Paru dans lundimatin#146, le 24 mai 2018

Le message gouvernemental est clair : ceux qui refusent d’être évalués, sélectionnés et triés par des algorithmes, le seront par la police.

Mardi 22 mai 2018, alors que la manifestation parisienne se termine, une centaine de lycéens et de grévistes pénètrent dans le lycée Arago (XIIe arrondissement). Le scandale #parcourssup a déjà commencé. Sur place une armada policière cerne l’assemblée générale qui n’a pas encore commencée et interpelle 101 personnes. Après avoir passé deux nuits en garde à vue ils devraient être présentés à la justice ce jeudi.

[MàJ (12h00) : Selon nos informations la grande majorité des gardés à vue s’apprête à être présentée au procureur de la République pour un rappel à la loi.]

Alors que tous les lycéens du pays apprennent à leur dépens ce que signifie la sélection et le tri du capital humain, et que le scandale de Parcoursup donne des sueurs froides à des dizaines de milliers de parents, le gouvernement semble décidé à réprimer dans l’œuf toute contestation.

Pour le moment, les informations sont parcellaires et éparpillées sur les réseaux sociaux.

Mathilde Larrere, enseignante, s’est rendue au rassemblement organisée devant le lycée le lendemain, elle raconte :

« Je suis allé au rassemblement en soutien aux gamins interpellés, ils seraient une soixantaine, dont un très grand nombre de mineurs. Ils sont élèves à Arago, Condorcet (Montreuil), Voltaire, etc. Ils sont rentrés dans le lycée Arago pour tenir une assemblée générale. La proviseure a appelé la police qui est alors entrée dans l’établissement. Les élèves ont été pressés, tous fouillés, palpés plusieurs fois. Une gamine a fait une crise d’angoisse, les pompiers ont donc été appelés et ont dû arracher à la police le droit d’entrer dans l’établissement. La mère a été appelée mais la police a refusé de la faire entrer. Finalement les pompiers sont parvenus à la faire rentrer puis la gamine a été évacuée en ambulance : c’est la seule qui n’ait pas été interpellée. Elle a pris la parole en larme lors du rassemblement, inquiète pour ses copains les autres gamins emmenés dans des bus. Certains ont 15 ans, ils sont restés dans ces bus plus de 4 h, sans eau, sans accès au toilettes, sans pouvoir voir d’avocat et sans pouvoir appeler leur parents. Certains parents ont écumé les commissariats toute la nuit à la recherche de leur progéniture. Lors du rassemblement de soutien, soit 24h après leur arrestation, certains parents ne savaient toujours pas où leur enfant était gardé à vue. »

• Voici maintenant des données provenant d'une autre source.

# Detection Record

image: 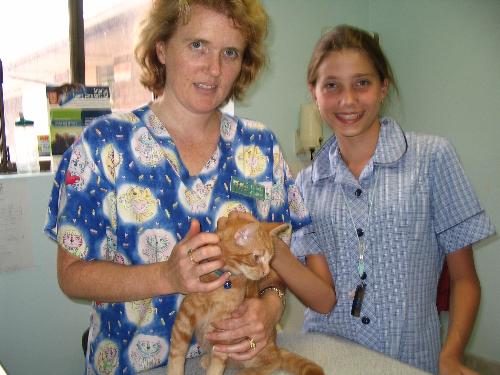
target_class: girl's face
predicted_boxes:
[309,49,388,145]
[156,5,246,114]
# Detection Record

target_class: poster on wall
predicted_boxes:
[46,84,111,156]
[0,179,34,273]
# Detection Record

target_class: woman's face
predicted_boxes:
[310,49,388,145]
[156,5,246,114]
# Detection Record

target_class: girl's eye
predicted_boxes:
[356,79,370,87]
[325,82,339,91]
[224,48,240,58]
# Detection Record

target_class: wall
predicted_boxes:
[0,173,90,375]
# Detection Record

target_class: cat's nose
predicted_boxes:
[262,264,271,277]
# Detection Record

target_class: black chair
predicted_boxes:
[82,328,89,357]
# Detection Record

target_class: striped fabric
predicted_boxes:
[292,118,495,373]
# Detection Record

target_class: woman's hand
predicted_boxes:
[160,220,229,294]
[439,355,479,375]
[206,293,283,361]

Sur twitter, un parent élu FCPE évoque des ordres venant de « beaucoup plus haut ».

Rappelons que la décision de placer ou non une personne en garde à vue appartient à la police, soumise au ministère de l’Intérieur et pas au parquet qui se contente de décider de maintenir ou prolonger (ce qu’il a fait) la mesure de privation de liberté. Précisons que de nombreux interpelés sont mineurs et qu’il est très rare qu’ils subissent 48 heures de garde à vue.

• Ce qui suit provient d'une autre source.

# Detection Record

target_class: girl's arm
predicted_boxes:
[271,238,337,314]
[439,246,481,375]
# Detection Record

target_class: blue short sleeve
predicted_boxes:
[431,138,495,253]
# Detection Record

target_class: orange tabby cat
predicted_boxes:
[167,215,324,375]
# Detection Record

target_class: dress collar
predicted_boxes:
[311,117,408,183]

Mais par-delà le message politique envoyé à la jeunesse, que reproche-t-on au juste à ces lycéens et quelle infraction peut justifier des arrestations en masse de ce type ?

Selon des avocats que nous avons contactés, les charges retenues seraient : « Intrusion dans un établissement scolaire » et « participation à un groupement en vue de de commette des violences ou des dégradations ».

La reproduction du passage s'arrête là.